The council then sought an advisory opinion from the Nebraska Accountability and Disclosure Commission declaring the practice of firefighters soliciting funds for charities such as the “Fill-The-Boot Drive” for the MDA to be illegal. The Commission (Scrooge in Scene II) obliged, ruling that such fundraising violated Nebraska Revised Statutes § 49-14,101.01, which states

A public official or public employee shall not use or authorize the use of personnel, resources, property or funds under his or her official care and control other than in accordance with prescribed constitutional, statutory and regulatory procedures…

Here is the Commission’s ruling, issued on March 12, 2010

In anticipation of the annual Labor Day Jerry Lewis Telethon for MDA, the Nebraska Professional Firefighters Association filed suit on August 19, 2010 in Lancaster County District Court to challenge the Commission’s advisory opinion, and order it to be withdrawn. The District Court (Scrooge in Scene III) dismissed the case finding it lacked jurisdiction, and the Nebraska Court of Appeals (Scrooge in Scene IV) affirmed on slightly different grounds. The case went to the Nebraska Supreme Court who issued their ruling last Friday.

Here is a copy: Nebraska Fill the Boot Case

The court essentially concluded that while the District Court and Court of Appeals were right that the Firefighters had to lose, they were not entirely right with their reasoning. The real grounds for the Firefighters to lose was that an advisory opinion was not a “final decision”, and only final decisions can be appealed. Said another way – the Firefighters had not exhausted their administrative remedies. They had the opportunity to challenge the advisory opinion before the Commission. Only after the Commission had ruled on their specific challenge would there be a final decision from which the Firefighters could lawfully appeal.

So where does that leave firefighters in Nebraska who want to help Jerry’s Kids? While the headlines indicate that the Nebraska Supreme Court was the biggest Scrooge of all, if you read the case it certainly is not as bad as many make it sound. The Nebraska Supreme Court did not “outlaw” fill-the-boot drives – it just ruled that the advisory opinion needs to be challenged via a different route. The Firefighters can make that challenge directly to the Commission if they so choose. They just cannot contest an advisory opinion in court.

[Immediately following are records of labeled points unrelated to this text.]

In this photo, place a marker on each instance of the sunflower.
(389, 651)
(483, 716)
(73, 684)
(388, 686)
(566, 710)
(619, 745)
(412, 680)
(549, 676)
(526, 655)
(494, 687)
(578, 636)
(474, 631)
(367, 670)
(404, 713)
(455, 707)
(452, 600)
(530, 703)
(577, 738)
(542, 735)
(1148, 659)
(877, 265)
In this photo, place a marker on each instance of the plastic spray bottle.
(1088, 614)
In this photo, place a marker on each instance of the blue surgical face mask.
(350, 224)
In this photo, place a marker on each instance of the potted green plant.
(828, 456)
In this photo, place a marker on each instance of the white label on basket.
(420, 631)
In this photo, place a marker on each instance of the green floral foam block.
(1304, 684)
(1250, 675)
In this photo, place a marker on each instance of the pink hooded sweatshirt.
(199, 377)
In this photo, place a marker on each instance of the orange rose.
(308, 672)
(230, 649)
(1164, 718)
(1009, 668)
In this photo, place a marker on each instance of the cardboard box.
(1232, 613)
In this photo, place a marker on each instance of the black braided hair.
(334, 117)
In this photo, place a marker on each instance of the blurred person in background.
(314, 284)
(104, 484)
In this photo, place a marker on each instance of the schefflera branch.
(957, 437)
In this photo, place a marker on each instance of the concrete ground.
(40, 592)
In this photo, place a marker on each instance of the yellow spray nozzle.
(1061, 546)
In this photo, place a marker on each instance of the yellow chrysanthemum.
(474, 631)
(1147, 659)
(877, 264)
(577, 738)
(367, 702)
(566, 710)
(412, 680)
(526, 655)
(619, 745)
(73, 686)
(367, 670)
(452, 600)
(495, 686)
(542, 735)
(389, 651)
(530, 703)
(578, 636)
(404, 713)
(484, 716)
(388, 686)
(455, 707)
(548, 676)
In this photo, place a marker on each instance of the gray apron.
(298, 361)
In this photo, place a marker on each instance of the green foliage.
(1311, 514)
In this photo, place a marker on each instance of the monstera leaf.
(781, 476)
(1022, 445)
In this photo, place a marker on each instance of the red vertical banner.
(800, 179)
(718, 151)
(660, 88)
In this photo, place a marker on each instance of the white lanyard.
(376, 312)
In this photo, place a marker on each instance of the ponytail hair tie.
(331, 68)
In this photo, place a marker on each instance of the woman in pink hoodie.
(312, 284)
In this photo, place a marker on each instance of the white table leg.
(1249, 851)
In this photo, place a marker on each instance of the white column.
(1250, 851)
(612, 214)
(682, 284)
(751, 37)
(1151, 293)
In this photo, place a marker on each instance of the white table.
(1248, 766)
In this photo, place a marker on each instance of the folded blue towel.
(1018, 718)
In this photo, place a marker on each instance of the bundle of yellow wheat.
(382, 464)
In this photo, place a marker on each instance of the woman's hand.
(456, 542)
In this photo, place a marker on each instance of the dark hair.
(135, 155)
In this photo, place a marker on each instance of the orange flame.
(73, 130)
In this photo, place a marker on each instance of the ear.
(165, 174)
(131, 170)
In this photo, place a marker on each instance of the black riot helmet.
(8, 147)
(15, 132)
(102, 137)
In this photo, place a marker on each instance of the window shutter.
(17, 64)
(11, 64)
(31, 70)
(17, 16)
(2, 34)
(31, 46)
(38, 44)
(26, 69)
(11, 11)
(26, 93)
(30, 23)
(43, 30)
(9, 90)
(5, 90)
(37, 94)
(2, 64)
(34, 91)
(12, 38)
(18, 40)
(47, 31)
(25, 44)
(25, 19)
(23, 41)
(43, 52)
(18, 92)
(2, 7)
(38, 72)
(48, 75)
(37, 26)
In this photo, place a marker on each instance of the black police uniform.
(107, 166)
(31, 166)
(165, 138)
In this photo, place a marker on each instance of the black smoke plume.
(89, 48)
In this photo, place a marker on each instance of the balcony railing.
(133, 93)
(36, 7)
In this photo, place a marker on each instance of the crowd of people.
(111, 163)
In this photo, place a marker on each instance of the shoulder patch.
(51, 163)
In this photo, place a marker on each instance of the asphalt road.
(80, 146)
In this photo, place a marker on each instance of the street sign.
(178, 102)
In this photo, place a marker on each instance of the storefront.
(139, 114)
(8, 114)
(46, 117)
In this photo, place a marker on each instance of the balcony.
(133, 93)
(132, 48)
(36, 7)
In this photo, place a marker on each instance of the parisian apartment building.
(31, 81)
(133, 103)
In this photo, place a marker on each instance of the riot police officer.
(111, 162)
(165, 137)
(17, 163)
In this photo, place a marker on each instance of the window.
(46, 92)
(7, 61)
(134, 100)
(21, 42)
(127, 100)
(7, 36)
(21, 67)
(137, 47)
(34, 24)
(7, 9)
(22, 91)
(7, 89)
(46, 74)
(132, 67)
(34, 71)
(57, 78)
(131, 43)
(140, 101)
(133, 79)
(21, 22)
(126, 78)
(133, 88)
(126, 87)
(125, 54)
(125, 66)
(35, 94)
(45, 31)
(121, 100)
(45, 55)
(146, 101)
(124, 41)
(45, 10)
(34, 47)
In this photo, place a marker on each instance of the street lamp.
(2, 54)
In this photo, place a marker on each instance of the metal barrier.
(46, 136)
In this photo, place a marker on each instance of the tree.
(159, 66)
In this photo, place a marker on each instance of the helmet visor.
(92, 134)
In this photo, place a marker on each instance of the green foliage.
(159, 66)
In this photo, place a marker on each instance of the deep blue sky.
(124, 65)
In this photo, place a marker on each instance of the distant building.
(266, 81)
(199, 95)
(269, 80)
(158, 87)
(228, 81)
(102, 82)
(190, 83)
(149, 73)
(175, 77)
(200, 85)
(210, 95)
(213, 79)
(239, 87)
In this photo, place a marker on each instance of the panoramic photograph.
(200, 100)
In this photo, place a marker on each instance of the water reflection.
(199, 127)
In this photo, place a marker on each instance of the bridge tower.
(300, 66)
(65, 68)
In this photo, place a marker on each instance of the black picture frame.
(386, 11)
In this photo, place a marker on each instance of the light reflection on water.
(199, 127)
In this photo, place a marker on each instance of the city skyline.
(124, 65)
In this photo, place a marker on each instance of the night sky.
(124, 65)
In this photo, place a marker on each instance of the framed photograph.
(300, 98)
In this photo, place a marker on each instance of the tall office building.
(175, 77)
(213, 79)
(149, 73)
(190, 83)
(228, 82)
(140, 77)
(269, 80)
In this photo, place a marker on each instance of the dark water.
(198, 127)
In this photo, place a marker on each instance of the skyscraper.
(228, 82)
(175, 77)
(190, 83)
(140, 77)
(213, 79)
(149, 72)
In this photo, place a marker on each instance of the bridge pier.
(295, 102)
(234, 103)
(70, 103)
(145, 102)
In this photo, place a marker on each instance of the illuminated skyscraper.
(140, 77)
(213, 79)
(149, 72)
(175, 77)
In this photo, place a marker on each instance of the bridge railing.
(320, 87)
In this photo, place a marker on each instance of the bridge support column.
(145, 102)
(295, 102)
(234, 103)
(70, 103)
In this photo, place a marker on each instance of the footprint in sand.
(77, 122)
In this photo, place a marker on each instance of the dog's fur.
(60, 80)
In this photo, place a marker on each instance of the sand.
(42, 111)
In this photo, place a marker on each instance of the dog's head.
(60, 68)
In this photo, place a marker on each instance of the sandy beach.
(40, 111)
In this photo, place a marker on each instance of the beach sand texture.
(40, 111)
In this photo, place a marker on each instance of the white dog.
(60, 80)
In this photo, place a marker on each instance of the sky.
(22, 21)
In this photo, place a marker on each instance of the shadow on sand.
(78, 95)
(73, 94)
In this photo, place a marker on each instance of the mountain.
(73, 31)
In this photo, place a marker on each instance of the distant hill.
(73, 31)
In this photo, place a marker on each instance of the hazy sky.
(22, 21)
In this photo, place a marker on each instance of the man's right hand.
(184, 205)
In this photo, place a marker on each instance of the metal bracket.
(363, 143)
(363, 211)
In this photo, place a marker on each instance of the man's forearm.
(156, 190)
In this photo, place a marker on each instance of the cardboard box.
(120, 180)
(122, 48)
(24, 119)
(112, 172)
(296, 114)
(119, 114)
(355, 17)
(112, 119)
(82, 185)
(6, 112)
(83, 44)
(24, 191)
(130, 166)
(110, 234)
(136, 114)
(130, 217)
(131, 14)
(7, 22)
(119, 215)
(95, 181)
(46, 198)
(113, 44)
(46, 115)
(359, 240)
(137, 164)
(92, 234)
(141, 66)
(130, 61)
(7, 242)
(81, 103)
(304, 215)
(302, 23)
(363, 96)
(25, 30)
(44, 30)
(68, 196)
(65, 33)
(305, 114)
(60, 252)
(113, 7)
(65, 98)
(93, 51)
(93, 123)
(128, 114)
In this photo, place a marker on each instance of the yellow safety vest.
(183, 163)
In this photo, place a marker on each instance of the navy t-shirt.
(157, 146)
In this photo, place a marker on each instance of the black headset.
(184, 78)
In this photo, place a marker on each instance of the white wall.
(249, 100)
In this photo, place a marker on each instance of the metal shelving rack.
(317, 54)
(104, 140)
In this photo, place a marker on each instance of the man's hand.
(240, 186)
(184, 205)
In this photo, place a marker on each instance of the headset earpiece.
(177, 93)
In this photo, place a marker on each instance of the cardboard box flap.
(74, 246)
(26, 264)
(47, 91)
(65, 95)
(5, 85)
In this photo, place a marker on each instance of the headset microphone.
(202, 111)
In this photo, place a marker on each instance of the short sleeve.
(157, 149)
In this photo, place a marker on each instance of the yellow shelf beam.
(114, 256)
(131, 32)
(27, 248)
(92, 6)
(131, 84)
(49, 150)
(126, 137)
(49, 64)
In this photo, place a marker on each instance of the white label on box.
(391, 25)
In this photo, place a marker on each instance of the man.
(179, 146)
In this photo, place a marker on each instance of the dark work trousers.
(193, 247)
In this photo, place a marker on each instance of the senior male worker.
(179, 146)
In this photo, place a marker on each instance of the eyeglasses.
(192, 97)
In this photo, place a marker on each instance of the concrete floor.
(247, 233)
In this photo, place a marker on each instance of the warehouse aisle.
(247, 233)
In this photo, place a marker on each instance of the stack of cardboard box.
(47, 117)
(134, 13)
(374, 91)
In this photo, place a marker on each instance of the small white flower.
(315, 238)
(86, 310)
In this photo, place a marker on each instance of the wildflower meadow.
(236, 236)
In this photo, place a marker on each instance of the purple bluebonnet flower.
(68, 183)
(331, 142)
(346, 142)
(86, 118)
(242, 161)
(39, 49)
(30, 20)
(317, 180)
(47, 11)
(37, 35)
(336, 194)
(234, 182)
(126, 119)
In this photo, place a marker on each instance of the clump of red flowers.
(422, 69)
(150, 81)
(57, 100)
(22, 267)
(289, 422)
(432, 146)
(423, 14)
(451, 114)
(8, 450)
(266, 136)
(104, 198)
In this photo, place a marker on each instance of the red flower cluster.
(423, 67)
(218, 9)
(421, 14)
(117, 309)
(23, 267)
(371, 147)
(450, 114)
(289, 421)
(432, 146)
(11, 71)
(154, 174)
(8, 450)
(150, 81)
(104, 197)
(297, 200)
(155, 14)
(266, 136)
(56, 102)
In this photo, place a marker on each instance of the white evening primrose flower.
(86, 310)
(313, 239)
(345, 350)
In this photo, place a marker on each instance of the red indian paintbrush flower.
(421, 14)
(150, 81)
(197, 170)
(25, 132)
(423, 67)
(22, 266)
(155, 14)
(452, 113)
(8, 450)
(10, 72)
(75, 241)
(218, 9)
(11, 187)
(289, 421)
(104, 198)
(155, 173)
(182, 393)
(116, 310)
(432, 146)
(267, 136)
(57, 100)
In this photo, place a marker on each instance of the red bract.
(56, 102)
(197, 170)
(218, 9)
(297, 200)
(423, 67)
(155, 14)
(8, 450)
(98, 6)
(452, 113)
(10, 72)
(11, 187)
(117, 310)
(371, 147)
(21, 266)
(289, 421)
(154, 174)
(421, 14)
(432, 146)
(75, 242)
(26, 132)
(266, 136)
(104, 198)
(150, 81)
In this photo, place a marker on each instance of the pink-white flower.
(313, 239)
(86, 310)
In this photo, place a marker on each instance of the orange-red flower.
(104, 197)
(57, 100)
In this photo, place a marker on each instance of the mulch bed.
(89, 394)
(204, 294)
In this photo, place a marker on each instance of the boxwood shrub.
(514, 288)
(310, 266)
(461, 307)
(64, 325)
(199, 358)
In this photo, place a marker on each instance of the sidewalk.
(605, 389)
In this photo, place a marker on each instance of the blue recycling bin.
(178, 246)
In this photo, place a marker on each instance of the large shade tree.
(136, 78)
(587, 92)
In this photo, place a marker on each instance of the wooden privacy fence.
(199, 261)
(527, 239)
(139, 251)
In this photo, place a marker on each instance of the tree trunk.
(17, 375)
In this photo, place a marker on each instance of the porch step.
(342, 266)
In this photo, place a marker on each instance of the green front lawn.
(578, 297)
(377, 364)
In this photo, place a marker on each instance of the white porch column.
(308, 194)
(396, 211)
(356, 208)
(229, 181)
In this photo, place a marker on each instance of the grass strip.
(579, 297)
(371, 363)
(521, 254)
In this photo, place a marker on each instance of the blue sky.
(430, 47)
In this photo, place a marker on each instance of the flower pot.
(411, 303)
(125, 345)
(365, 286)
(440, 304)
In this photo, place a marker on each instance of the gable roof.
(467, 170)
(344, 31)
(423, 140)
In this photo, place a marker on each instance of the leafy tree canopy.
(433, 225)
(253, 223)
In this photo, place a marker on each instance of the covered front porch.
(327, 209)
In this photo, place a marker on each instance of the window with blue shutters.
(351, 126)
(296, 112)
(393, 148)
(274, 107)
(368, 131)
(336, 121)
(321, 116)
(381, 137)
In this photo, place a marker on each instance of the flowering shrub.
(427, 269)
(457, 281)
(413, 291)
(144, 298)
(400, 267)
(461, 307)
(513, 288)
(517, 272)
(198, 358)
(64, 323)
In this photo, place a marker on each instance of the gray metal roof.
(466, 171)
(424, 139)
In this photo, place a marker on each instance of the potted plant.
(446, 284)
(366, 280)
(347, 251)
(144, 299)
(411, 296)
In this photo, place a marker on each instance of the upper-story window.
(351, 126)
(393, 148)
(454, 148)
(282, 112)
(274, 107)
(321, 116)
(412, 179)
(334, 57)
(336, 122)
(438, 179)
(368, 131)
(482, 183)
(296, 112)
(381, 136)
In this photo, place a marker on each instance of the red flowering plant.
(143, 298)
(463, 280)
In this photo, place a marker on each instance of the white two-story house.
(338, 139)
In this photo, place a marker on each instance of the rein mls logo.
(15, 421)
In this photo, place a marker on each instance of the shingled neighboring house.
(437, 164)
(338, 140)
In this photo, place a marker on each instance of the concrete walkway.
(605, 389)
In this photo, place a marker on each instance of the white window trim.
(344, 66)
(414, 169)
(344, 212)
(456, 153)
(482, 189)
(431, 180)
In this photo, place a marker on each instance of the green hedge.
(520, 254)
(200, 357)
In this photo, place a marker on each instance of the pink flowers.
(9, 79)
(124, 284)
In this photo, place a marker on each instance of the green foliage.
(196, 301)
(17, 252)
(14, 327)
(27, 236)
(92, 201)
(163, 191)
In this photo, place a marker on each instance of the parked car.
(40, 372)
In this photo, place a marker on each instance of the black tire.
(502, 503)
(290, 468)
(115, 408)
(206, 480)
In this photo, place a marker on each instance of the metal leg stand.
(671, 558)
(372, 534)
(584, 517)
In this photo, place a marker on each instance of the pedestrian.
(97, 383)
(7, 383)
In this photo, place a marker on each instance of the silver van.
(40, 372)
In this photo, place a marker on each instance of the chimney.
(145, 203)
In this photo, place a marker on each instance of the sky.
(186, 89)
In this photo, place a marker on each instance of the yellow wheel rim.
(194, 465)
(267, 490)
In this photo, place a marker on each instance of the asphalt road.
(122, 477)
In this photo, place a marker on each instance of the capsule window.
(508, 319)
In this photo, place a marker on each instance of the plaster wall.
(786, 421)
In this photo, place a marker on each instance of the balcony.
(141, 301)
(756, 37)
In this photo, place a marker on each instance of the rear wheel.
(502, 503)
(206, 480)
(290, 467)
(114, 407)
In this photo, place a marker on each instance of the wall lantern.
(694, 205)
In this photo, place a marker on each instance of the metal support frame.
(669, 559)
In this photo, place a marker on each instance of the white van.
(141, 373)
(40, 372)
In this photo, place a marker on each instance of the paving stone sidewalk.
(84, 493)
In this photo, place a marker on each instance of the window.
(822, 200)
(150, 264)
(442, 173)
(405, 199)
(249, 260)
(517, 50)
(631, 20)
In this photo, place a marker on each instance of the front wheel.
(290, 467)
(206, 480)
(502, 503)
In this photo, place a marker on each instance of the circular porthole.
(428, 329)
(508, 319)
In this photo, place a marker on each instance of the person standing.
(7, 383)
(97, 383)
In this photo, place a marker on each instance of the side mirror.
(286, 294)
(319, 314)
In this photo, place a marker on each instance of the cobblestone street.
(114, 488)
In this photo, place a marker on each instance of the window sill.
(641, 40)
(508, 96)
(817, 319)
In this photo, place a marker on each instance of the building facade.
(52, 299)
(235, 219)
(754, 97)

In the meantime, Jerry Lewis has cut back substantially in the telethon. In 2011 for the first time he turned over the reins to others to host and the show was trimmed back from over 20 hours down to 6.

Comments - Add Yours

  • Harold C. Cohen

    Curt

    So, it appears that the NSC rules that the lower courts erred by providing a ruling on something that did not have the force of law.

    Would this mean that if the union exhausts its administrative remedies, or a final decision is published, that the union could refile the case at the district court level.

    Since there was essentially no case, then rex judicata would not prohibit a refiling (provided other legal requirements were met).

  • http://firelawblog.com Curt Varone

    Dr. Cohen

    Your conclusion is correct – there is nothing that would prohibit the union from taking the case back to the Commission – and asking for a ruling (as opposed to an advisory opinion).

    Assuming the Commission issues a ruling that is consistent with their advisory opinion (highly likely) the union could appeal to the district court.

    That would give the district court the opportunity to decide the case based on the “merits”… whereas they previously decided it based on whether they had “jurisdiction” to hear the case.

    It no doubt seems like a waste of time – but the principle that underlies “exhaustion of remedies” and the need for a “final decision” in order to appeal are foundational principles in the law.

    Also – I am not sure the district court erred in the NSC’s eyes – they just decided the cases on slightly different grounds. The end result was the same.